Maximum number of SolrCloud collections in limited hardware resource

Previous Topic Next Topic
 
classic Classic list List threaded Threaded
8 messages Options
Reply | Threaded
Open this post in threaded view
|

Maximum number of SolrCloud collections in limited hardware resource

Sharif Shahriar
Hi Guys,
We are in a use-case where we need to create a large number of
collections(1000 to 1500) in a SolrCloud. Here most of collections will
have a very limited number of documents(100 to 1000), even some collections
are empty. We are using single shard and 2 replicas.For each replica we
using a machine with 12GB  RAM , 32 GB SSD.

Now the problem is, when we create about 1400 collection(all of them are
empty i.e. no document is added yet) the solr service goes down showing out
of memory exception. We have few questions here-

1. When we are creating collections, each collection is taking about 8 MB
to 12 MB of memory when there is no document yet. Is there any way to
configure SolrCloud in a way that it takes low memory for each collection
initially(like 1MB for each collection), then we would be able to create
1500 collection using about 3GB of machines RAM?

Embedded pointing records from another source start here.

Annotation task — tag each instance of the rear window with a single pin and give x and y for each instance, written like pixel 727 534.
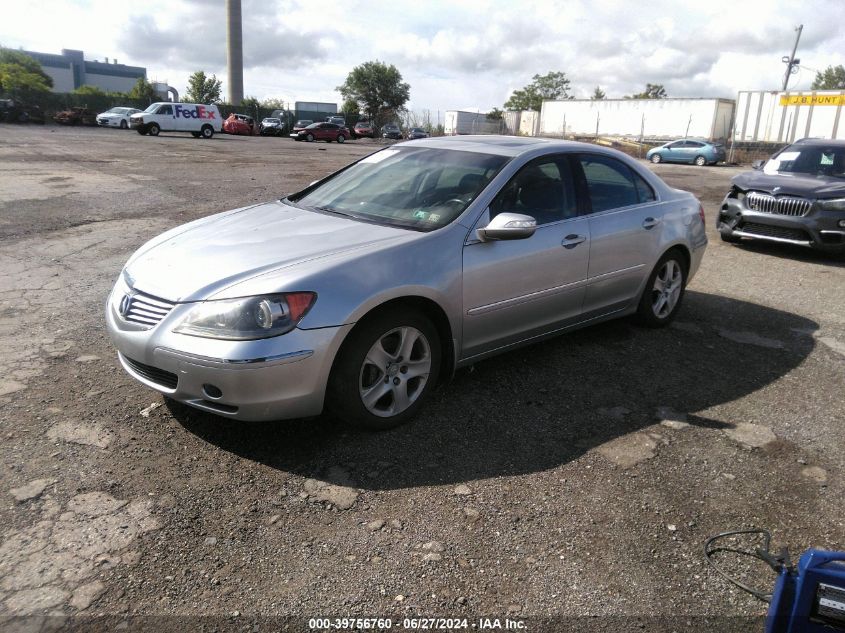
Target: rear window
pixel 816 160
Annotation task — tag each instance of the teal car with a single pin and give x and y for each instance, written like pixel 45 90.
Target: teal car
pixel 688 150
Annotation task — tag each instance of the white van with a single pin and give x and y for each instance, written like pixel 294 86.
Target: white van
pixel 197 118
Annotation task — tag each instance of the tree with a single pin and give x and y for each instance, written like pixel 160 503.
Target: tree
pixel 833 78
pixel 548 87
pixel 143 91
pixel 22 74
pixel 652 91
pixel 202 89
pixel 350 106
pixel 378 90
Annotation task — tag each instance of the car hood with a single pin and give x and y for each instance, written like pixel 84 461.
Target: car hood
pixel 194 261
pixel 804 185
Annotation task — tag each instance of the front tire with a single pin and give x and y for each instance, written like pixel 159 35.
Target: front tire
pixel 385 370
pixel 664 291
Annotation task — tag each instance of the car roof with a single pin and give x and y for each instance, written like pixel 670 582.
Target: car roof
pixel 821 141
pixel 504 145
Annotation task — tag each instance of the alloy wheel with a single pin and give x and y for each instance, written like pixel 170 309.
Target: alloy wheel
pixel 395 371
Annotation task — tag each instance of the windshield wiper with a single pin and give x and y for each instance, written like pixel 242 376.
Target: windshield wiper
pixel 327 209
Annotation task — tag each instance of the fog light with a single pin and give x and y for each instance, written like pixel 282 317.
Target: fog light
pixel 212 392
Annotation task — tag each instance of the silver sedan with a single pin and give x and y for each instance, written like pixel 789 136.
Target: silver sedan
pixel 366 289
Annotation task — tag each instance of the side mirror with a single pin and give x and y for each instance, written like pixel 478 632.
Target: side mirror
pixel 508 226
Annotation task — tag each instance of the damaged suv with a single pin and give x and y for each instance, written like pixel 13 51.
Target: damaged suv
pixel 795 197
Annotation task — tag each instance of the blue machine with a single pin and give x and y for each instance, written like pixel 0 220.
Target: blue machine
pixel 807 598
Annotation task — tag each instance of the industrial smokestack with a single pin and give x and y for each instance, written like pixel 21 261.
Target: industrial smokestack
pixel 234 41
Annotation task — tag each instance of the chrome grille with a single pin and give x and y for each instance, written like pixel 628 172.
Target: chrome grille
pixel 144 309
pixel 780 205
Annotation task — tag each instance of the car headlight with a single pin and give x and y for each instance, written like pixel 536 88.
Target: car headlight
pixel 835 204
pixel 247 318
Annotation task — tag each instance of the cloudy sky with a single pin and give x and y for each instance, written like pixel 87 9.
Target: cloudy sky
pixel 456 54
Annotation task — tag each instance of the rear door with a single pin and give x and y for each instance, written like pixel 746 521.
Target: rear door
pixel 625 223
pixel 518 289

2. Is there any way to clear/flush the cache of SolrCloud, specially from
those collections which we don't access for while(May be we can take those
inactive collections out of memory and load them back when they are needed
again)?

3. Is there any way to collect the Garbage Memory from SolrCloud(may be
created by deleting documents and collections) ?

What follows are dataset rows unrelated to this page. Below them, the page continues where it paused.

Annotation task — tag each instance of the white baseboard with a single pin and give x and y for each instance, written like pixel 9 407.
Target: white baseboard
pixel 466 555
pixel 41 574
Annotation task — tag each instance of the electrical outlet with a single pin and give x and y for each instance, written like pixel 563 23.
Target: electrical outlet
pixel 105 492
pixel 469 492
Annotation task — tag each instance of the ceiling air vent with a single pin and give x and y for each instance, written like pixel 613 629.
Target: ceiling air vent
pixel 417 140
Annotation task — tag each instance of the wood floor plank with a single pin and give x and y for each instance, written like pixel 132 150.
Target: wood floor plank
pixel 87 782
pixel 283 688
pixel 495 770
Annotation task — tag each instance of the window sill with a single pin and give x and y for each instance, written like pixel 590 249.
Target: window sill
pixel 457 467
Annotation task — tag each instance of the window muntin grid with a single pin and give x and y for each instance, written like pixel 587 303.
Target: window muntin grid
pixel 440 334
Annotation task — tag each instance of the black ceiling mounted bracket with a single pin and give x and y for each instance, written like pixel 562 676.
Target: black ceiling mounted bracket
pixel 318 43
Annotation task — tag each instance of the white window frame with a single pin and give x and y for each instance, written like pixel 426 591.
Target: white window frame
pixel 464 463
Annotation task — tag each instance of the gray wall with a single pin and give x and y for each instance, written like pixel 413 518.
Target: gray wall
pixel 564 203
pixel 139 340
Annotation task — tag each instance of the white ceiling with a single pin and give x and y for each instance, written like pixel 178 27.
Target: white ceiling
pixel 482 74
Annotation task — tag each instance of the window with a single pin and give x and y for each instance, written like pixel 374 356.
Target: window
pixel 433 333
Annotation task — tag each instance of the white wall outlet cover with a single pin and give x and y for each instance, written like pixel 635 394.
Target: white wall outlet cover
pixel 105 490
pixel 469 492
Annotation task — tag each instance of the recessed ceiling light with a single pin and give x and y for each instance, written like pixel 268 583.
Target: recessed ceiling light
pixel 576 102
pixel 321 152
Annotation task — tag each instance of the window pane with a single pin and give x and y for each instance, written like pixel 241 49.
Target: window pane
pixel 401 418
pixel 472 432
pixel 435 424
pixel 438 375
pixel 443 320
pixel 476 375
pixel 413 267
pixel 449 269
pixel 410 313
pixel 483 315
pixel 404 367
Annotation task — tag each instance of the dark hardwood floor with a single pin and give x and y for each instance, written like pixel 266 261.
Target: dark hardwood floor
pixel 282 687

Our target is without increasing the hardware resources, create maximum
number of collections, and keeping the highly accessed collections &
documents in memory. We'll appreciate your help.





Best Regards,
*Sharif Shahriar Ahmed*
Reply | Threaded
Open this post in threaded view
|

Re: Maximum number of SolrCloud collections in limited hardware resource

Shawn Heisey
On 6/27/2018 5:10 AM, Sharif Shahrair wrote:
> Now the problem is, when we create about 1400 collection(all of them are
> empty i.e. no document is added yet) the solr service goes down showing out
> of memory exception. We have few questions here-
>
> 1. When we are creating collections, each collection is taking about 8 MB
> to 12 MB of memory when there is no document yet. Is there any way to
> configure SolrCloud in a way that it takes low memory for each collection
> initially(like 1MB for each collection), then we would be able to create
> 1500 collection using about 3GB of machines RAM?

Solr doesn't dictate how much memory it allocates for a collection.  It
allocates what it needs, and if the heap size is too small for that,
then you get OOME.

You're going to need a lot more than two Solr servers to handle that
many collections, and they're going to need more than 12GB of memory. 
You should already have at least three servers in your setup, because
ZooKeeper requires three servers for redundancy.

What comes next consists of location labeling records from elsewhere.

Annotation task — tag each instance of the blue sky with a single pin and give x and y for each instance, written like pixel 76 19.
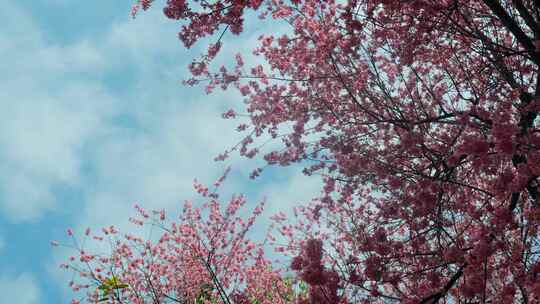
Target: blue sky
pixel 93 120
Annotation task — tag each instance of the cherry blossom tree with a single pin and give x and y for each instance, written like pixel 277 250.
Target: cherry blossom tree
pixel 420 117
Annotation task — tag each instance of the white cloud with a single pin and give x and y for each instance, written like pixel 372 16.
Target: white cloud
pixel 49 112
pixel 21 289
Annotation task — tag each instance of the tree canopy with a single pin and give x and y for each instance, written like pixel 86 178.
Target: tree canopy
pixel 420 117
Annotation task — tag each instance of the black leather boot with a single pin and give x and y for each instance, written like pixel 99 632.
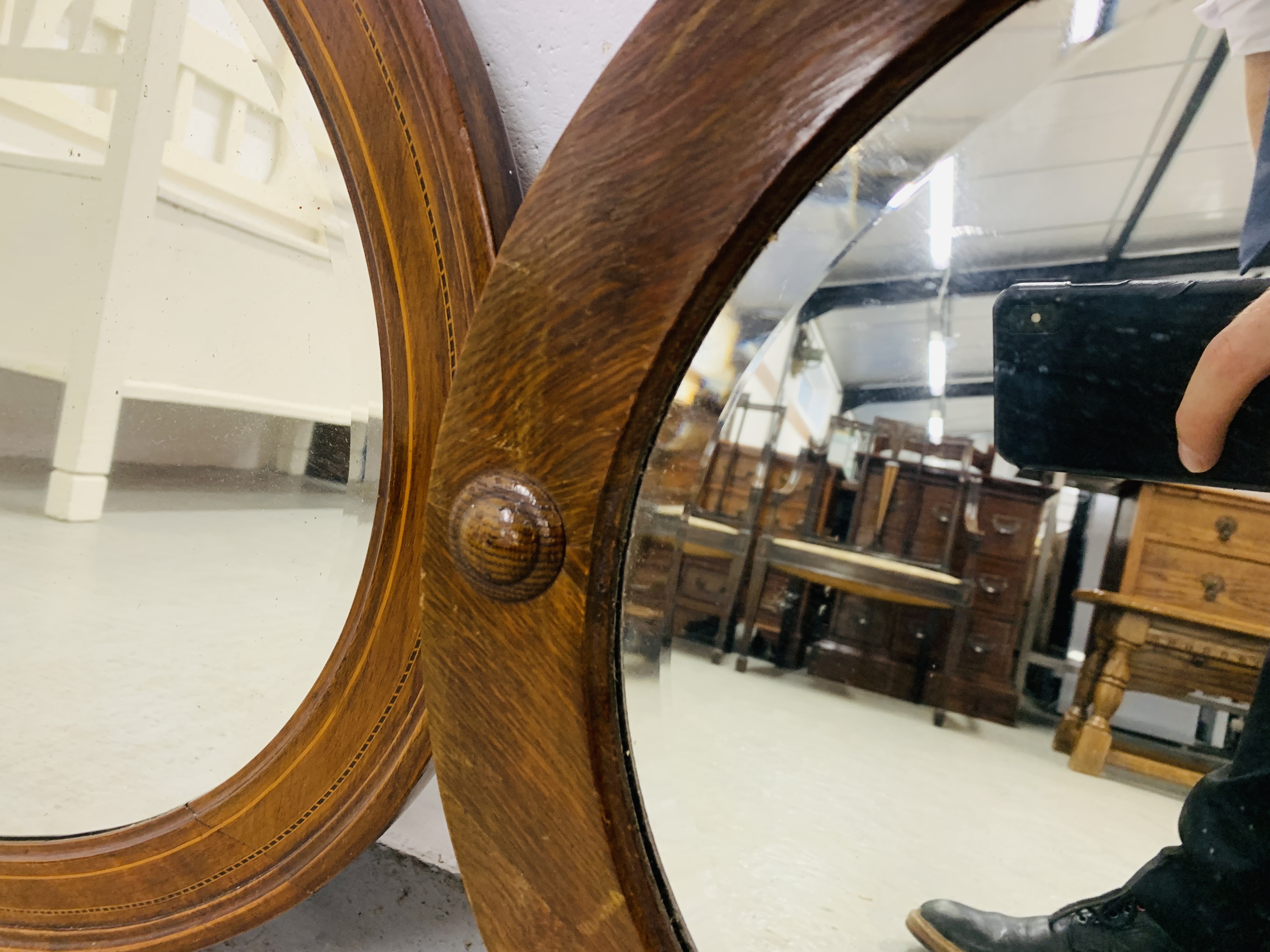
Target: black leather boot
pixel 1110 923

http://zookeeper.apache.org/doc/r3.4.12/zookeeperAdmin.html#sc_zkMulitServerSetup

Handling a large number of collections is one area where SolrCloud needs
improvement.  Work is constantly happening towards this goal, but it's a
very complex piece of software, so making design changes is not trivial.

> 2. Is there any way to clear/flush the cache of SolrCloud, specially from
> those collections which we don't access for while(May be we can take those
> inactive collections out of memory and load them back when they are needed
> again)?

Unfortunately the functionality that allows index cores to be unloaded
(which we have colloquially called "LotsOfCores") does not work when
Solr is running in SolrCloud mode.SolrCloud functionality would break if
its cores get unloaded.  It would take a fair amount of development
effort to allow the two features to work together.

> 3. Is there any way to collect the Garbage Memory from SolrCloud(may be
> created by deleting documents and collections) ?

Java handles garbage collection automatically.  It's possible to
explicitly ask the system to collect garbage, but any good programming
guide for Java will recommend that programmers should NOT explicitly
trigger GC.  While it might be possible for Solr's memory usage to
become more efficient through development effort, it's already pretty
good.  To our knowledge, Solr does not currently have any memory leak
bugs, and if any are found, they are taken seriously and fixed as fast
as we can fix them.

> Our target is without increasing the hardware resources, create maximum
> number of collections, and keeping the highly accessed collections &
> documents in memory. We'll appreciate your help.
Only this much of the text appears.